The body, or the middle segment of the pyramid, is where details are presented. In the case of business writing, this would usually be elaborations of products/services offered, and the justifications to buy these.
Again, the emphasis here is the grim fact that a client might abruptly stop reading. This translates to an all-important need to be terse. You have to be concise. Fluff, hyperboles, metaphors, the likes of, down the drain please. Respect your client as terribly busy professionals and deliver the meat immediately. With the lead you have laid the cornerstones of your message. Here, you fill in the walls and pillars, efficiently.
The Bottom Tip
In journalistic writing, this is where least important information is assigned to. Things such related background stories, general information, secondary quotes, etc. In the case of business communications, this would be where the furnishing of the “house” built in the above two steps.
To put it in another way, the bottom tip contains auxiliary information that further convinces your client into doing business with you. For example, case studies, testimonials from existing customers, or some interesting company background tale. Being the lowest segment of the writing structure, you could also be considered on safer grounds at this point. If a client lasts till here, chances are he or she would finish reading. In other words, you could afford to be a shade more colorful. Colorful, but not verbose, though. Brevity remains the core of the Inverted Pyramid. It should always be the focus of effective business writing.
Other Benefits of the Inverted Pyramid Writing Style
Other than for the purpose of encouraging concise writing, the Inverted Pyramid style was also embraced by journalism because it facilitates easy trimming. Publication space is extremely valuable in print media. Very often, there's simply no space for thousand word articles. Editors therefore need a quick and safe way to trim articles. With this writing style, they simply start chopping from the bottom up.
Additionally, this bottom-up approach is useful for effective business writing because chances are, "space" is also limited for you. If you're doing a brochure, and have a lot of product information or pictures to show, you need an efficient, safe way to condense your words, so that you don't run out of layout space. If you're doing a website, or blogging regularly for your company, you would similarly appreciate a systematic way to keep your information digestible for the Internet audience. In short, the Inverted Pyramid is a practical instrument for ensuring you churn out usable, useful business writing, in the fastest way.

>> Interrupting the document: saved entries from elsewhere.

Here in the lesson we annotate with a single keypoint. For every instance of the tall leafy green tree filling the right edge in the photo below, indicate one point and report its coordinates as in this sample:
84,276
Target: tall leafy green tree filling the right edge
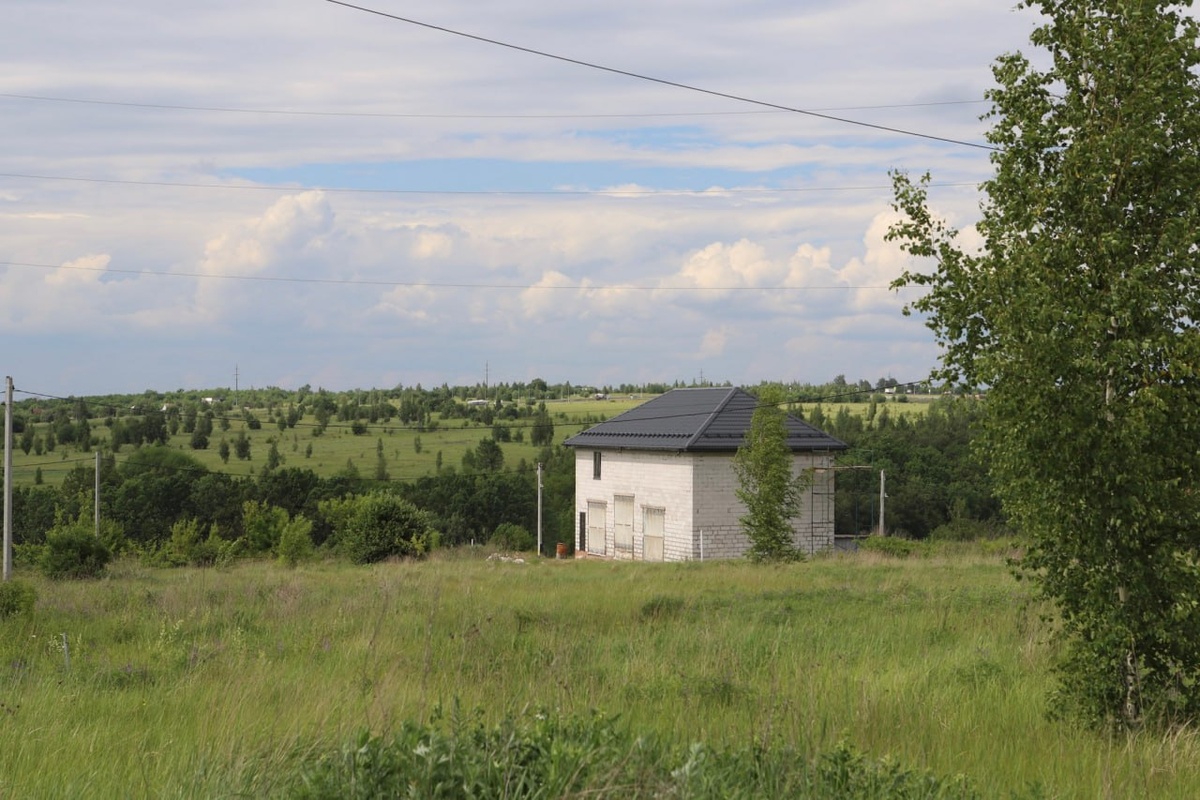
1079,318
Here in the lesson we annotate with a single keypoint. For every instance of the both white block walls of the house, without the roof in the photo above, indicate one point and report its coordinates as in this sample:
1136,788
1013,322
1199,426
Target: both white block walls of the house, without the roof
698,494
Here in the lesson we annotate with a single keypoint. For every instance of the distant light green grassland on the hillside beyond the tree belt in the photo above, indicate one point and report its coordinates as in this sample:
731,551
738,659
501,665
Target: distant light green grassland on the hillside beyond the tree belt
331,452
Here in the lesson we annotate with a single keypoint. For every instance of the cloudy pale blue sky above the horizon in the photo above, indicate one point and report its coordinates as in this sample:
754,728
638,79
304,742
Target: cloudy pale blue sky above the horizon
290,193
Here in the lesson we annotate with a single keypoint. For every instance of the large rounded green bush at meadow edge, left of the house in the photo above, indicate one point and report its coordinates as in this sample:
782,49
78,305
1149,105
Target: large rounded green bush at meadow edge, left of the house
379,526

Why Is Brevity a Must in Effective Business Writing?
I don't know about you but it is very challenging for me to understand a business message when I don't at least have a grasp of the 5Ws involved.
When you swarm me with tales of how satisfied your clients are, or sing accolades of yourself, yet have not clearly told me who you are and what your setup is, the only thing you accomplish is to confuse me. With confusion also comes skepticism. Very soon, I’d suspect you might be hiding something; just why aren't you telling me more about yourself? Why aren't you clear on what you exactly sell?
It wouldn’t be long before I trash your message.
Or, you don't get me suspicious, but you bore me. It's a colorful world out there. There are so many things to enjoy on the Internet alone. If I need to tire myself with guessing about you, you're not worth the time. There are plenty of other business collateral that grabs my attention in a better, quicker way.
Applications in Graphic Design
The Inverted Pyramid technique could be applied to other forms of communications too. For example, graphic design. Be it printed publications or for the Internet, the same principles apply.
Your "opening" page lays the groundwork, addressing the 5Ws and 1H. Your subsequent pages or web sections then flesh out the message. This ensures that even if your client stops reading after the opening page, they would have still received the crux of your message. When executed properly, this approach also assists message retention. This, in turn, lays the foundation for you to initiate second contact.